Device introduction, supply

A robust regulation that ensures a supply of safe devices and allows monitoring of the introduction and use of devices is essential. Orthopaedic and trauma surgeons are proactive in initiating independent oversight of device performance, such as by using joint replacement registries. It is a natural process for orthopaedic and trauma subspecialties to evaluate and make conclusions regarding the outcome of implants currently on the market. In Denmark, national registries report on outcomes of trauma surgery and joint replacement. Other nations, like United Kingdom and The Netherlands, have introduced independent panels of orthopaedic and trauma surgeons to regularly evaluate the outcome of implants delivered to the market in their two areas of the world. These results are published on official websites and are widely used to secure the use of proven and safe implants.

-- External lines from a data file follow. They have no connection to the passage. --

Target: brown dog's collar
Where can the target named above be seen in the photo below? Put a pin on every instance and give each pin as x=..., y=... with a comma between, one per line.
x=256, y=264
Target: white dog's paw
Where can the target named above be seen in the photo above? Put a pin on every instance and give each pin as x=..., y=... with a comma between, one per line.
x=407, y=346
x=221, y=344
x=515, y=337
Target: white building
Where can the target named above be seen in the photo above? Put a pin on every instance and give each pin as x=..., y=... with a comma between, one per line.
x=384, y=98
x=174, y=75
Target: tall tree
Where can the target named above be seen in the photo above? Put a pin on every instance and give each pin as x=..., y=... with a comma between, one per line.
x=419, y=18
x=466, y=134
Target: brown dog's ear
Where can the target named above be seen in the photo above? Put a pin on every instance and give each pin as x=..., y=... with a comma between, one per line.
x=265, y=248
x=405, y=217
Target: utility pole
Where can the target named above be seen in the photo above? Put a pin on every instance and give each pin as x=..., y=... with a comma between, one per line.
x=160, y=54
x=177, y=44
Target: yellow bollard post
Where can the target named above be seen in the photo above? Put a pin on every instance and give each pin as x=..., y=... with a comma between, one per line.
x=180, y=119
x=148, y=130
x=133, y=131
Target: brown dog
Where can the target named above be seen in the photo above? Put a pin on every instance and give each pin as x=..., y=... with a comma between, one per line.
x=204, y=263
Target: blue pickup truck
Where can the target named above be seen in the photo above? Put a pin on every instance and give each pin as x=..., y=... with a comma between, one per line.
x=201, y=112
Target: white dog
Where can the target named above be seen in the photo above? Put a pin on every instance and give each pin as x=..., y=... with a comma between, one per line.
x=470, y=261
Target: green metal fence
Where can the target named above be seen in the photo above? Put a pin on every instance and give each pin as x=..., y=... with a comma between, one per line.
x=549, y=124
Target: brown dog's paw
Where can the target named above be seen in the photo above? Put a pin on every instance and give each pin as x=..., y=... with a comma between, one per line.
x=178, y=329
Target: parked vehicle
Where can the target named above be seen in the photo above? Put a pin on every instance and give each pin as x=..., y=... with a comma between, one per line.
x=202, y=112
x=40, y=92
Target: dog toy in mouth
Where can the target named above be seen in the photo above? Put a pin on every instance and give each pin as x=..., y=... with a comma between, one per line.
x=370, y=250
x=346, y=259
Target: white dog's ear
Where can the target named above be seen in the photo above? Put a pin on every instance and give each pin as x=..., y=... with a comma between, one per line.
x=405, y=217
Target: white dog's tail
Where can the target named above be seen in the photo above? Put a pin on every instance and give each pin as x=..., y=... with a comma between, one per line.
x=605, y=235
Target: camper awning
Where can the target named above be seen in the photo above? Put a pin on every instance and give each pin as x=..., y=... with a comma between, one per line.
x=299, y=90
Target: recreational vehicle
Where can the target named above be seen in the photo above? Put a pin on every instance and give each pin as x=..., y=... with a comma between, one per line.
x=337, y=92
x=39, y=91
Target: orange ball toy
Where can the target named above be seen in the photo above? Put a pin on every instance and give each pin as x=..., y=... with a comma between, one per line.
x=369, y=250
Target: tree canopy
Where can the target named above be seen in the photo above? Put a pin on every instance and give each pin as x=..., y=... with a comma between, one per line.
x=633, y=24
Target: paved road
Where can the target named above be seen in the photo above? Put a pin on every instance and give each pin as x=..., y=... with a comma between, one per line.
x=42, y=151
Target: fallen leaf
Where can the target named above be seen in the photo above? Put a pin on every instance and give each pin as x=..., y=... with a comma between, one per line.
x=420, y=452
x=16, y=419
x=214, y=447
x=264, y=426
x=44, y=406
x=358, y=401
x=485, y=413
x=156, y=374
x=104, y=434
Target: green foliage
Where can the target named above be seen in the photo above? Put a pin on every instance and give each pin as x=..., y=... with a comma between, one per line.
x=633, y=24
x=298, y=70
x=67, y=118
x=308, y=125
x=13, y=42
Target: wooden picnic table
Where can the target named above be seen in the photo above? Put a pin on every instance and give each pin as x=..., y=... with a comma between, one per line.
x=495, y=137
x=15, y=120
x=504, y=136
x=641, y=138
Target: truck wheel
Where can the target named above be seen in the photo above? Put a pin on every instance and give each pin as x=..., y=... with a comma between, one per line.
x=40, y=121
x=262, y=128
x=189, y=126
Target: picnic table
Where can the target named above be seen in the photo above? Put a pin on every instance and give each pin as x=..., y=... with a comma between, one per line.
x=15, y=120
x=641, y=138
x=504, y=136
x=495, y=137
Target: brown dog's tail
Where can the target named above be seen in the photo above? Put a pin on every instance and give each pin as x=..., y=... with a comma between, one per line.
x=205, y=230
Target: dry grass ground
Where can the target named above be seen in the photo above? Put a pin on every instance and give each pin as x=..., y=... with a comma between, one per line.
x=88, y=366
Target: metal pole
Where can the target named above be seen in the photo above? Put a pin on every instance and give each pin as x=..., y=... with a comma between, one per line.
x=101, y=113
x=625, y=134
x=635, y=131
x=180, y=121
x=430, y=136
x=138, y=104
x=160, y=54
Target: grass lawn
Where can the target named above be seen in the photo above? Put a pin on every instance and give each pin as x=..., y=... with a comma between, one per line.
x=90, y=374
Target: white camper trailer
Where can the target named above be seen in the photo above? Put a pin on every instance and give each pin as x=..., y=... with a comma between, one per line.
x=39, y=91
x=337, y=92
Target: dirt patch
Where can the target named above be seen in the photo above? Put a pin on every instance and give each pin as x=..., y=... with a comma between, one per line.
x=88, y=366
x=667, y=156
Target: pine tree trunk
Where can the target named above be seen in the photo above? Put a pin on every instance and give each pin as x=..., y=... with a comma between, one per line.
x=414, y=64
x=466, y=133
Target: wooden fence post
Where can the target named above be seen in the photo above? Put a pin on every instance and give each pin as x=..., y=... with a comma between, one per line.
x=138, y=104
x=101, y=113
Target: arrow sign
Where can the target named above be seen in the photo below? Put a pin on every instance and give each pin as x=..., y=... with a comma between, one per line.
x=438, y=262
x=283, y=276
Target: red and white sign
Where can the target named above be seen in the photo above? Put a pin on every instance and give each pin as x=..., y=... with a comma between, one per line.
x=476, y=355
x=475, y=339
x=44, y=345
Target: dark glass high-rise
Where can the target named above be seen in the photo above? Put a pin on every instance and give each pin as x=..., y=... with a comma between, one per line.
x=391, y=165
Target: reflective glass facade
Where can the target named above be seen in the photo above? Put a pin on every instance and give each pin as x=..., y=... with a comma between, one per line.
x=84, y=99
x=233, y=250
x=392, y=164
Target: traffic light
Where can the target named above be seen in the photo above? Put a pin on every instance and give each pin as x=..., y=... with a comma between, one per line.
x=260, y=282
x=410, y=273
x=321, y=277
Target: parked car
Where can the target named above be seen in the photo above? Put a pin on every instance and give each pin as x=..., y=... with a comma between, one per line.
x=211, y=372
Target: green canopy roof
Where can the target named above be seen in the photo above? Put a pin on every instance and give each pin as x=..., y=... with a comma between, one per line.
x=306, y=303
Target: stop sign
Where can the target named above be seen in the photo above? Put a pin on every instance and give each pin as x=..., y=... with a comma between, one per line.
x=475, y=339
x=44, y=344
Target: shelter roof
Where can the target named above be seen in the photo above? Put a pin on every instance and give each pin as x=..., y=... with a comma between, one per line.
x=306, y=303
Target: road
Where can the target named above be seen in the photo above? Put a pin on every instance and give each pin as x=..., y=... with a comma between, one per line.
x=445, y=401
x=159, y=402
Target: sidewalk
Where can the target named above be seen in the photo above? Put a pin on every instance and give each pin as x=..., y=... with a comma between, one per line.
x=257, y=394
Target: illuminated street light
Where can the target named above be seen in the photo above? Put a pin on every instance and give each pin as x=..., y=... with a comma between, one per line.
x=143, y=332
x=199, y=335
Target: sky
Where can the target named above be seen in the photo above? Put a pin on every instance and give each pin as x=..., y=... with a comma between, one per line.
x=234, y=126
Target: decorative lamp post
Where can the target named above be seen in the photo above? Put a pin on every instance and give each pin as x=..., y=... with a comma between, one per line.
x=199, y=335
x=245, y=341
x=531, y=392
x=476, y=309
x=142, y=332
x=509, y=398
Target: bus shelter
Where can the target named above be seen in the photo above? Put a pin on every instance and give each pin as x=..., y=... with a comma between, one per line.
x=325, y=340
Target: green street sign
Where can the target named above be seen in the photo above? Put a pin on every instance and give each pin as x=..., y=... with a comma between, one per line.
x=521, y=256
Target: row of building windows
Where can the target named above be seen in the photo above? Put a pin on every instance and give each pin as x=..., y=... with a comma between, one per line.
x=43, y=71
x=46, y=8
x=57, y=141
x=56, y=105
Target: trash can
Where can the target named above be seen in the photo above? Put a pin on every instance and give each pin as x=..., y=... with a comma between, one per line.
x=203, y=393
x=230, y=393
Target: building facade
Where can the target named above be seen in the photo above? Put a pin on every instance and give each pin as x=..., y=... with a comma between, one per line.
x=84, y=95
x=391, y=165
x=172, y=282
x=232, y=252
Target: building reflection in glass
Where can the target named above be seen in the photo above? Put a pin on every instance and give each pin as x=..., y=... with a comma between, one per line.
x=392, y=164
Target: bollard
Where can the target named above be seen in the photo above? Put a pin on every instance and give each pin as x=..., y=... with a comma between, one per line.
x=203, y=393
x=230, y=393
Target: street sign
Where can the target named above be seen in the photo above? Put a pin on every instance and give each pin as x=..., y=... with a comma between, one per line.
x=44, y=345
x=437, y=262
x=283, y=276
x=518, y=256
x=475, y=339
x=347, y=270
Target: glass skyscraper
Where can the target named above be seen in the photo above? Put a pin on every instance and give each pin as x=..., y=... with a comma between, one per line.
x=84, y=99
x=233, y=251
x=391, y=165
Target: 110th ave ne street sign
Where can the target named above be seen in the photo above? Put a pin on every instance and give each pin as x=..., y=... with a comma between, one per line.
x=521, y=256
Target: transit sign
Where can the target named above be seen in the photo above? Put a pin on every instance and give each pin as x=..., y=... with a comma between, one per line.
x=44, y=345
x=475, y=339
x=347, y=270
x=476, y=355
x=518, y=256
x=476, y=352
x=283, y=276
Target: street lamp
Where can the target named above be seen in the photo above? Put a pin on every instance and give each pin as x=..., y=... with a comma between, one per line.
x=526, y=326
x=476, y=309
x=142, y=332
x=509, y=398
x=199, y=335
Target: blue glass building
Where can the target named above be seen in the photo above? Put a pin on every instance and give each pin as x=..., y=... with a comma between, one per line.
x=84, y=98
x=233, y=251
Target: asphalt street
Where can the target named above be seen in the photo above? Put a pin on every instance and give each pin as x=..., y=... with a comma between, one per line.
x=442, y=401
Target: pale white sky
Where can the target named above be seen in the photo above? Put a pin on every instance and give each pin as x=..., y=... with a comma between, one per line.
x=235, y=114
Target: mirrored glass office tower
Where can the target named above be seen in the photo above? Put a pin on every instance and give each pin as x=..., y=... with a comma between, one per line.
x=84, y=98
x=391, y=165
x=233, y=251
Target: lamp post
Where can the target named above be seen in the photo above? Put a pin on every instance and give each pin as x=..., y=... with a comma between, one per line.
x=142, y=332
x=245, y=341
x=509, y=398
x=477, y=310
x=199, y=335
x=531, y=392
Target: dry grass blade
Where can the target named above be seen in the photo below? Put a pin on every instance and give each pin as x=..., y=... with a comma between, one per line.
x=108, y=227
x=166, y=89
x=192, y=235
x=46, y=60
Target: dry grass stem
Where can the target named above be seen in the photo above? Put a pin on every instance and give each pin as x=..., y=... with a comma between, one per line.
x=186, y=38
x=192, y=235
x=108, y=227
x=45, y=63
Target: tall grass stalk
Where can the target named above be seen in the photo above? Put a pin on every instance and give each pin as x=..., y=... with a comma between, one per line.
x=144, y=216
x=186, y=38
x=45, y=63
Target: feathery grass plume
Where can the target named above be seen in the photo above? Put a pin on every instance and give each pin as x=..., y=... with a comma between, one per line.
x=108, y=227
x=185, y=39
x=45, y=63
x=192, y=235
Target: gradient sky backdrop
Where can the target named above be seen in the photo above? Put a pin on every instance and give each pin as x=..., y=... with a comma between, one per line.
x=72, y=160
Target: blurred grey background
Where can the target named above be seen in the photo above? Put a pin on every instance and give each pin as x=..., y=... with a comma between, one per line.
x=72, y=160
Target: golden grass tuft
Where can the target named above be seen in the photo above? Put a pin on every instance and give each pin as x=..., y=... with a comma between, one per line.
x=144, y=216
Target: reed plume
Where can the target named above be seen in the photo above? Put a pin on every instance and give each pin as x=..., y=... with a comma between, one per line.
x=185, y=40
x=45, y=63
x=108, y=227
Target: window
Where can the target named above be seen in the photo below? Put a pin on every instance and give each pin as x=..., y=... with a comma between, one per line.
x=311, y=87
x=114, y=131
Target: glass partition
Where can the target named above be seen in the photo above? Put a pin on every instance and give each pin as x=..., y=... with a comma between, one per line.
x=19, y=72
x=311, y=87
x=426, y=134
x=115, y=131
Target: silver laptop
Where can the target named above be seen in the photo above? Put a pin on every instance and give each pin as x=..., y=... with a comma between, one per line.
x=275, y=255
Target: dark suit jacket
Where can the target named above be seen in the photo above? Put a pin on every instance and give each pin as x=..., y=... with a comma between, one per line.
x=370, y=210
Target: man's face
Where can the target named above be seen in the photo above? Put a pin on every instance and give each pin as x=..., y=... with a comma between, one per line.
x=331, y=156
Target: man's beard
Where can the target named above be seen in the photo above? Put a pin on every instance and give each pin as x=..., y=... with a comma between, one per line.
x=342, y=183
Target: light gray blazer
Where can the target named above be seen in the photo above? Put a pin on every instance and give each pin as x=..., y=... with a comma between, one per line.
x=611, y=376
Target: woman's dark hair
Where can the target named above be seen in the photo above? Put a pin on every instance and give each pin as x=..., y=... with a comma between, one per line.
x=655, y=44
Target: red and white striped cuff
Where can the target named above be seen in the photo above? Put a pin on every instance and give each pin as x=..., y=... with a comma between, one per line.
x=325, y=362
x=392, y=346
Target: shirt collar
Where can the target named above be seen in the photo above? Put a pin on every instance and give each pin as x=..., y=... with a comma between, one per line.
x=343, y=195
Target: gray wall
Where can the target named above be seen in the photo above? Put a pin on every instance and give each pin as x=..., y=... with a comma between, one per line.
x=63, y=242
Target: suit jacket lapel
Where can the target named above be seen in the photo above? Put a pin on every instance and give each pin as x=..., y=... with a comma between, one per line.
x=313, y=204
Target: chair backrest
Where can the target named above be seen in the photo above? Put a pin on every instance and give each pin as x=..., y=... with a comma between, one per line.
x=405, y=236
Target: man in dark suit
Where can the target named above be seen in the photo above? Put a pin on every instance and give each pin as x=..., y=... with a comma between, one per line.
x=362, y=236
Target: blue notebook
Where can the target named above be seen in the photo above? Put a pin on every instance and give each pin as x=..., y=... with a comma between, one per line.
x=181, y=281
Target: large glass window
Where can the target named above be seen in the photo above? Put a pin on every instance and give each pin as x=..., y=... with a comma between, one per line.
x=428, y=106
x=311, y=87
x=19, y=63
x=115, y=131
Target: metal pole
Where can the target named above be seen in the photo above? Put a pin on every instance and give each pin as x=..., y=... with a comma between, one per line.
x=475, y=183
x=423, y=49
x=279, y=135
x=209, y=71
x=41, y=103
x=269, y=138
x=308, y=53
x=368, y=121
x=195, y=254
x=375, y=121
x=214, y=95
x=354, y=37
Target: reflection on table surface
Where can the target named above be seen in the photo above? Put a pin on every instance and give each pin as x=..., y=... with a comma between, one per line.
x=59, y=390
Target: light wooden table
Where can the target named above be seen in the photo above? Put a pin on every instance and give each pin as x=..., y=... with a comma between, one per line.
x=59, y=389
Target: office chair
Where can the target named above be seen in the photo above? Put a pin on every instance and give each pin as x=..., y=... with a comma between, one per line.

However, one may be somewhat concerned with the outcome of the current process. Within a few years, the new MDR and in vitro diagnostic medical devices regulations (IVDR) systems will be in place. During that time, new notified bodies need to be designated, established and educated to handle the documentation of new implants, implants already on the market and any devices or instruments used when implanting an approved device. To date, we do not have detailed information about the infrastructure that needs to be established to allow these new regulations to be implemented. However, this also requires expert panels and reference laboratories be established, agreement on common specifications, as well as publication of the standards and guidelines, all of which would help provide uniformity in the interpretation and application of the regulations.

PAGE BREAK

Device availability in jeopardy

Therefore, one may speculate that if there is not full achievement of the aims and objectives of this legislation by the end of the transition period, which is rapidly approaching, not only will the introduction of improved devices be impacted, but the necessary review of all devices currently in use may not be completed. This could result in implants and devices currently in widespread use not being available or possibly withdrawn from the market.

For orthopaedic and trauma surgeons in Europe, an interesting aspect to the outcome of the new MDR and IVDR will be how the industry reacts. As the new process will likely impose extra economical costs upon the companies that have their products proven and analyzed by the notified bodies and expert panels, one may be concerned that the less expensive products already on the market will not be selected to go through the new MDR, thus indirectly reducing the number of available products on the market and increasing the price of those that remain available.

EFORT and its European Affairs Committee is ready to assist the European Commission in all aspects of the new MDR and IVDR process with experts and reference laboratories. It stands ready to discuss how documentation that has already been collected may assist with judging implants already on the market, so that in 2024, we will not face a situation in which proven and well-documented implants are not available because a delay occurred with the new MDR validation process.

Disclosure: Kjaersgaard-Andersen reports no relevant financial disclosures.